The 25-year-old, in his first tour-level final in 16 months, won 7-5 6-1 in one hour and 21 minutes on Sunday.
Edmund, eighth seed at the event, converted his only break point in the first set to edge ahead but demolished his opponent in the second set, seizing control with shots that seemed to get more powerful as the match went on.
Speaking after the victory, he said: "What makes it nice is you experience all those downs and it makes you realise you can't take the success for granted.
"You get the success from having the downs because you learn from that, the low points mentally and the disappointments of losing matches, those help you get to the happy times, the success, the winning the matches.
"I knew that I would have chances because his ball speed is not huge, but it's very hard to get on top of points with him just because the ball comes through low, deep as well.
"It was tough, but the way I had been playing I knew I would have opportunities, especially with my forehand, to get in the points."

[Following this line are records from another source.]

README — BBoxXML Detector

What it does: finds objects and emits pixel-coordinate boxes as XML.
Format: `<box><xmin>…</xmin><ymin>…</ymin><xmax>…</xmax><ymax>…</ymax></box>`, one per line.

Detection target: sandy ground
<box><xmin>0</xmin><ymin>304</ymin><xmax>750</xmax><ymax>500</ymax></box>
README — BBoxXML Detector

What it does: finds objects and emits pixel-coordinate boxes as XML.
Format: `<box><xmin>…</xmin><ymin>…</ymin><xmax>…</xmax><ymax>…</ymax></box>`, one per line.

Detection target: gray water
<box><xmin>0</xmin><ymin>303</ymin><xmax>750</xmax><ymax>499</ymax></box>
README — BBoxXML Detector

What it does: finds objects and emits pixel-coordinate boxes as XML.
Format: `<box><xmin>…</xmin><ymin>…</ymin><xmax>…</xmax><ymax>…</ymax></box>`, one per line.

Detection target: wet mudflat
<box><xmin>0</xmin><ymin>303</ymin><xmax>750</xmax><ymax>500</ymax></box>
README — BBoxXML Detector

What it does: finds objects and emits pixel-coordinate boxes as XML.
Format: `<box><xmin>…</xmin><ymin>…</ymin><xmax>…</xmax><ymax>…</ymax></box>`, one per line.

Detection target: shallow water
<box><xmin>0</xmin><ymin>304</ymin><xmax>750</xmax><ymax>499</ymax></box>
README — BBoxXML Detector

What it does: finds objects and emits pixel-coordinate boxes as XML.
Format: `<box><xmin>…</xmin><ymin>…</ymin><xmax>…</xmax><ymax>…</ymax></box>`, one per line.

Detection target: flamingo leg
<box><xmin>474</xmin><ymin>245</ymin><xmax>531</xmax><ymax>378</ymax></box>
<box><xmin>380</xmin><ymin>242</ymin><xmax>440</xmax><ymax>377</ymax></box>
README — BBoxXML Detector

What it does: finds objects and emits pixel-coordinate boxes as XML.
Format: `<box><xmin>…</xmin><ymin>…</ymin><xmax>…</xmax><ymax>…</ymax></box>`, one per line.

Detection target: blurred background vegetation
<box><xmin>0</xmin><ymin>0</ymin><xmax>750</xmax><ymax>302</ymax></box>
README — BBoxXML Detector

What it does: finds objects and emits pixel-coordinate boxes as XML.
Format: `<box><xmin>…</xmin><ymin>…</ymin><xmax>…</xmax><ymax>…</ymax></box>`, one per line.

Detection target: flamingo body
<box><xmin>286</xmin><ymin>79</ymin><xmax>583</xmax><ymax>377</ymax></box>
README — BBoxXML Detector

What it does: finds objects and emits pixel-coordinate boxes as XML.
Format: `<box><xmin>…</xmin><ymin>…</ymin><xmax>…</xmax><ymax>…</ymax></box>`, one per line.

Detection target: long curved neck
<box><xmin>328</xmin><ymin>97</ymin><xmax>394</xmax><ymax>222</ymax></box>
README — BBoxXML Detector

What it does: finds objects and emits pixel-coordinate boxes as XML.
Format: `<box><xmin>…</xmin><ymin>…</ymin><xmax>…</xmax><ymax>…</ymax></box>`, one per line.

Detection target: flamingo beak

He got an early break and took a 3-0 lead in the second set before going on to win it and the match. Seppi left the court to receive treatment at 4-1 and seemed to be slower on his return, making it even harder to chase down Edmund's shots.
Seppi saved a match point but Edmund, whose last success came in Antwerp in 2018, was in fine form with his serve as 11 aces and not facing a single break points demonstrated his superiority.